As with all areas of the Blueprint, this section should be considered in tandem with the other strategies and actions contained elsewhere in the Blueprint. For example, an important element of transforming care delivery into high quality patient-centric care is incentivizing activities such as care coordination, chronic care management, and enhanced preventive care. In addition, technology that is employed to support these functions must also protect the privacy and security of patient data.
The following recommendations are provided in the context of todays reality, recognizing that as the actions in all areas of the Blueprint are implemented, some of theses strategies will necessarily and rightly change.
PRINCIPLES
- Patient-Centered Care: Standards-based HIT
and health information exchange (HIE) will support
new models of care delivery that are patient-centered,
for a lifetime, and physician-guided, reflecting a
coordinated, collaborative approach. HIT and HIE will
help providers and consumers improve the quality,
safety, effectiveness, timeliness, efficiency and
equity of care delivered across the U.S. healthcare
system. In order for HIT and HIE to be truly patient-centered,
the system should also provide meaningful, understandable
and useful information for patients and providers
at the point of care.
- Patient and Clinician-Centered Workflow:
The transformation to patient-centered care will be
facilitated by making more complete, timely and relevant
patient-focused data and clinical decision support
tools available in a secure manner to both clinicians
and patients as part of the workflow at the point
of care. Information at the point of care through
HIT and HIE will help integrate care across multiple
care settings and facilitate team-based care.
- Everyone Plays: All healthcare providers
regardless of size, specialty, or location, and especially
small physician practices (that deliver a majority
of care in the U.S.) need to be engaged and supported
in both local and national efforts to make patient-focused
electronic health information available at the point
of care. Furthermore, the acquisition strategy, support
for workflow change, resources required to overcome
implementation barriers, and ongoing maintenance of
HIT and electronic healthcare information will differ.

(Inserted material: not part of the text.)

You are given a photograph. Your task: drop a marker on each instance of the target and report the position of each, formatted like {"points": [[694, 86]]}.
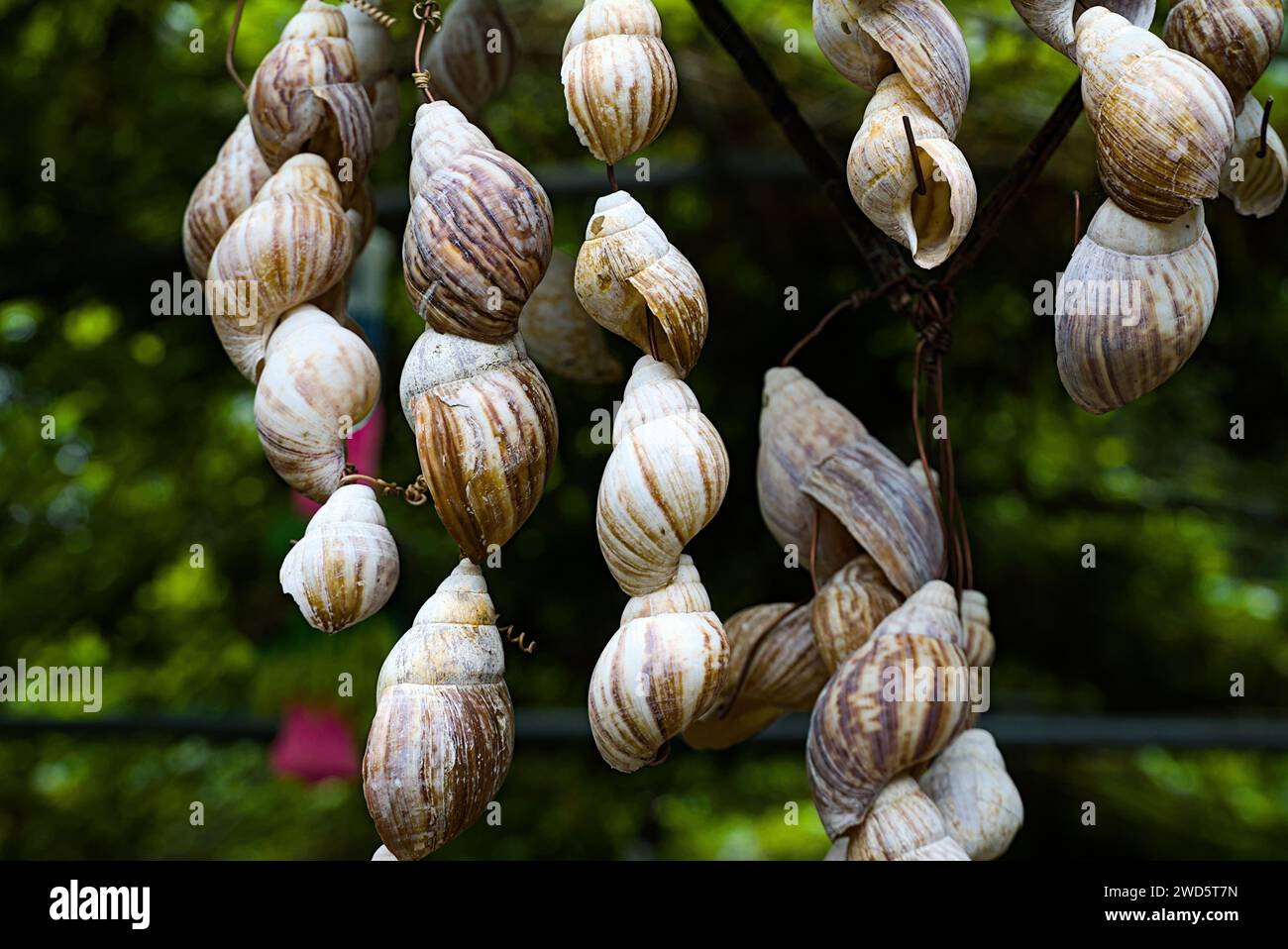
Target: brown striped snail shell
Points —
{"points": [[442, 739], [885, 507], [867, 40], [903, 824], [773, 669], [1163, 123], [660, 671], [1052, 21], [799, 428], [222, 193], [627, 273], [1256, 185], [848, 609], [977, 797], [305, 97], [1235, 39], [473, 55], [664, 481], [618, 77], [559, 334], [478, 241], [1111, 352], [291, 245], [320, 381], [862, 733], [485, 433], [346, 567]]}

- Across Care Settings: There is value in
adopting HIT in care settings, but greater value when
the exchange of electronic health information is implemented
across care settings. Care transformation will be
supported by the deployment and use of HIT and secure
data exchanges with all relevant stakeholders, including:
- Patients/Consumers
- Hospitals
- Emergency departments
- Laboratories and diagnostic centers
- Public health agencies
- Quality reporting and benchmarking organization
- Health plans
- Pharmacy benefit managers
- Physician practices
- Long term care facilities
- Home health agencies
- Pharmacies
- And other
- HIT and HIE Are Enabling Tools: HIT and HIE
are essential infrastructure elements that add value
and efficiency for clinicians, other care providers
and the patients they serve through information management
and information sharing with each other and with other
stakeholders in healthcare.
- Overcoming Challenges: Selecting and implementing
HIT and HIE tools, as well as the required process
changes, are challenging endeavors. Overcoming these
challenges to maximize effective use of HIT and HIE
is critical to supporting, informing and improving
care delivery at the point of care.
- Reality - The Journey Begins Here: The transformation
of US healthcare requires immediate attention but
will happen over a period of years with multiple iterations
at different paces across various care settings.